Central Region – 2.3 million visitors, 1,620 jobs created and $134 million in related sales and output generated by Glimmerglass, Green Lakes, Verona Beach, and Chenango Valley state parks, to name just a few.
Finger Lakes Region – 3 million visitors, 1,776 jobs created and $141 million in related sales and output generated by Buttermilk Falls, Watkins Glen, Seneca Lake and Keuka Lake state parks, to name just a few.
Genesee Region – 1.2 million visitors, 675 jobs created and $58 million in related sales and output generated by Letchworth, Darien Lakes, Silver Lake and Hamlin Beach state parks, to name just a few.
Long Island Region – 19.9 million visitors, 3,992 jobs created and $410 million in related sales and output generated by Jones Beach, Robert Moses, Montauk Point and Caleb Smith state parks, to name just a few.

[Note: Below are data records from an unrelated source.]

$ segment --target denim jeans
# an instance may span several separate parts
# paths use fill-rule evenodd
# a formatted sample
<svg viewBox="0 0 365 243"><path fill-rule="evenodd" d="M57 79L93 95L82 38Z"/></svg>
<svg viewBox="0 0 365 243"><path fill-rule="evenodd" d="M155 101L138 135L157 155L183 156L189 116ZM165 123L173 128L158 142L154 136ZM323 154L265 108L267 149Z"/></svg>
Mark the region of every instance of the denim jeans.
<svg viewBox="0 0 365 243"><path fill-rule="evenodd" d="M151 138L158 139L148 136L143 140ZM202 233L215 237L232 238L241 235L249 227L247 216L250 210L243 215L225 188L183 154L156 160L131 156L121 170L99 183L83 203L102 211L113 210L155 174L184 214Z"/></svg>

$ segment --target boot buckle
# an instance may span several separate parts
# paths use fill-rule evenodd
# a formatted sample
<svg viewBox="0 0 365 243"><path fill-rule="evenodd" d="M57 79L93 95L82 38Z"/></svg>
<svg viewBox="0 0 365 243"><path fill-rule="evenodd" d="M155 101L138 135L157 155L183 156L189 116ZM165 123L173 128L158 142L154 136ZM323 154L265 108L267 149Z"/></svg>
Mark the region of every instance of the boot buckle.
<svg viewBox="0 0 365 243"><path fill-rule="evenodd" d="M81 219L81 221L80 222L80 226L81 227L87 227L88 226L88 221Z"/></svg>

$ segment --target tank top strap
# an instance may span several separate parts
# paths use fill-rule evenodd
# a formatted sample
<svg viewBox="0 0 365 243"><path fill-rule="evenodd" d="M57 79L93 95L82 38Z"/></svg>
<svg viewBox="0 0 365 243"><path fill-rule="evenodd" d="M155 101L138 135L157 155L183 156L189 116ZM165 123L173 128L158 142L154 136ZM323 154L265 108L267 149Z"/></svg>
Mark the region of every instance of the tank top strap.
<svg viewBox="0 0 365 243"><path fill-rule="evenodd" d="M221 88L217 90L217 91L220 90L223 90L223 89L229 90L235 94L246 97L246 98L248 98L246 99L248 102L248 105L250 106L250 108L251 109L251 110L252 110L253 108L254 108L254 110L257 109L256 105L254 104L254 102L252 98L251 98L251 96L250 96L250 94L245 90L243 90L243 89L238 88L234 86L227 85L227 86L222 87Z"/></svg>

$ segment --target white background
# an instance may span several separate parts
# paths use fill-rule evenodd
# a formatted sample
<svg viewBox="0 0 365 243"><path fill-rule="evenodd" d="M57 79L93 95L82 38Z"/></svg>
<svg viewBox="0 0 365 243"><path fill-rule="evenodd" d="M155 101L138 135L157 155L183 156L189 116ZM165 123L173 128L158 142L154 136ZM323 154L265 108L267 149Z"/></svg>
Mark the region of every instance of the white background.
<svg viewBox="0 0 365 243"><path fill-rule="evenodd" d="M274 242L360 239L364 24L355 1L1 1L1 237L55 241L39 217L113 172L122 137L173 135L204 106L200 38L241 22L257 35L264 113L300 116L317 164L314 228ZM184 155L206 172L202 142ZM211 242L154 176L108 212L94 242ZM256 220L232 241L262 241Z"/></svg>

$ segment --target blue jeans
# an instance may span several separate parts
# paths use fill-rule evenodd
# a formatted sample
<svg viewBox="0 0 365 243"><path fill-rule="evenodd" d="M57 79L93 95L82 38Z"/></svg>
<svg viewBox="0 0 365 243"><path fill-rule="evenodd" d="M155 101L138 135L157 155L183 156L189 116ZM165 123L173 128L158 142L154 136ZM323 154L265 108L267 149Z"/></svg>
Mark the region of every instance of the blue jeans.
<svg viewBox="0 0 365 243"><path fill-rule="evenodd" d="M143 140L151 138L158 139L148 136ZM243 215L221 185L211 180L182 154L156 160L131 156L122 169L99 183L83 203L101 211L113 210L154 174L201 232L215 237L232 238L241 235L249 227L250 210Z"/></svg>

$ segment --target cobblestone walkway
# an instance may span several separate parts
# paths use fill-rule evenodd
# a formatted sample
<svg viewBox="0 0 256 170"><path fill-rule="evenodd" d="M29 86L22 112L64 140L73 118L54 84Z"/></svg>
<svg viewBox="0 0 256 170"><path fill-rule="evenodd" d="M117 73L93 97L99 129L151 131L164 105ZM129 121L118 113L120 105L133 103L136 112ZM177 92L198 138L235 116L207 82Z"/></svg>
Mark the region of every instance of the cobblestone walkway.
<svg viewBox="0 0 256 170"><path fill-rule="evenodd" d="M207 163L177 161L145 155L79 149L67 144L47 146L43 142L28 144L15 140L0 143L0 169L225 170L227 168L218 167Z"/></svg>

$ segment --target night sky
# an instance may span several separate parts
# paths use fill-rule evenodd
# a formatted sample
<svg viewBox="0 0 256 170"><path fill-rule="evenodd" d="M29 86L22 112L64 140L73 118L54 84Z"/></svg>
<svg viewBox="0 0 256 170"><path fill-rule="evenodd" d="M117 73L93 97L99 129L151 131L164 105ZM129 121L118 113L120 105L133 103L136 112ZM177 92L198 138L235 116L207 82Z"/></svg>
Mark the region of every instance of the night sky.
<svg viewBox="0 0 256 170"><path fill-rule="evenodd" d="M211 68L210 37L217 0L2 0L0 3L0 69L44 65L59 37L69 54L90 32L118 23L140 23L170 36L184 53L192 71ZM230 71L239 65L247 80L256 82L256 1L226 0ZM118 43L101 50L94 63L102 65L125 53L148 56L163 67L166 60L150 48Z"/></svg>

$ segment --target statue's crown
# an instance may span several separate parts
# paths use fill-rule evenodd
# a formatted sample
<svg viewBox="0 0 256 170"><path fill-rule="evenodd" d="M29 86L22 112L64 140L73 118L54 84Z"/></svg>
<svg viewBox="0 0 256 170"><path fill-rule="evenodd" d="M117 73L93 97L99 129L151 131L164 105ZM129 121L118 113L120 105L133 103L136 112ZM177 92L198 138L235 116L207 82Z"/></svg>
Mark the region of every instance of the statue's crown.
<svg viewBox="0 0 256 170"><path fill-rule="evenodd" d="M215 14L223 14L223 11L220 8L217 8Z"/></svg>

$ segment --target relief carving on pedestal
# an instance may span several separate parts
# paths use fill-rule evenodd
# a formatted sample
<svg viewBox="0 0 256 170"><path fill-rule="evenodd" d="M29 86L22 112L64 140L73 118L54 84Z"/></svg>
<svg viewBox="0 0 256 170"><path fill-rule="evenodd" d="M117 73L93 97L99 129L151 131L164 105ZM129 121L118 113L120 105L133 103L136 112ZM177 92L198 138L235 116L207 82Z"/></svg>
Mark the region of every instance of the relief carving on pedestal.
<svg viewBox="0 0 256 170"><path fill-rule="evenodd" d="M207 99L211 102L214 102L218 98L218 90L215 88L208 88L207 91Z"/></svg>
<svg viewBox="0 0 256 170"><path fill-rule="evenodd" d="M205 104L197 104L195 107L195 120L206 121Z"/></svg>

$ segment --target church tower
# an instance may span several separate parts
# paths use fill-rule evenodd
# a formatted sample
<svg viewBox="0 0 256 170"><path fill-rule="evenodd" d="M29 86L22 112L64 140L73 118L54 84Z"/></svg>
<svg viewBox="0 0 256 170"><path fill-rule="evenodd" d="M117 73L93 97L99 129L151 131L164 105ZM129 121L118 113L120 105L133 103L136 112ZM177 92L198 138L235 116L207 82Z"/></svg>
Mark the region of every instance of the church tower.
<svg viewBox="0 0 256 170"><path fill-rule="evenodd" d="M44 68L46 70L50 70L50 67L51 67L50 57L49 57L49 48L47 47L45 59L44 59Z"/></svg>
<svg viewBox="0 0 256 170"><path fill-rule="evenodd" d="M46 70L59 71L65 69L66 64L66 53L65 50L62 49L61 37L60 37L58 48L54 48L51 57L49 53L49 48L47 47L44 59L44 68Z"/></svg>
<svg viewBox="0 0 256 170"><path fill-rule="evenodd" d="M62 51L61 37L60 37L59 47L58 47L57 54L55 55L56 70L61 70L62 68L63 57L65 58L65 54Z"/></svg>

New York City – 4.5 million visitors, 716 jobs created and $61 million in related sales and output generated by Roberto Clemente, Riverbank and Gantry Plaza state parks, to name just a few.
Niagara Frontier Region - 10.3 million visitors, 4,701 jobs created and $569 million related sales and output generated by Niagara Falls, Evangola, Woodlawn Beach and Four Mile Creek state parks, to name just a few.
Palisades Region – 4.4 million visitors, 1,052 jobs created and $94 million in related sales and output generated by Harriman, Minnewaska, Bear Mountain, and Rockland Lake state parks.
Taconic Region – 3.1 million visitors, 957 jobs created and $102 million in related sales and output generated by Fahnestock, Hudson Highlands, Taconic and James Baird state parks, to name just a few.
Thousand Islands Region – 1.7 million visitors, 882 jobs created and $63 million in related sales and output generated by Cumberland Bay, St. Lawrence, Wellesley Island and Westcott Beach state parks, to name just a few.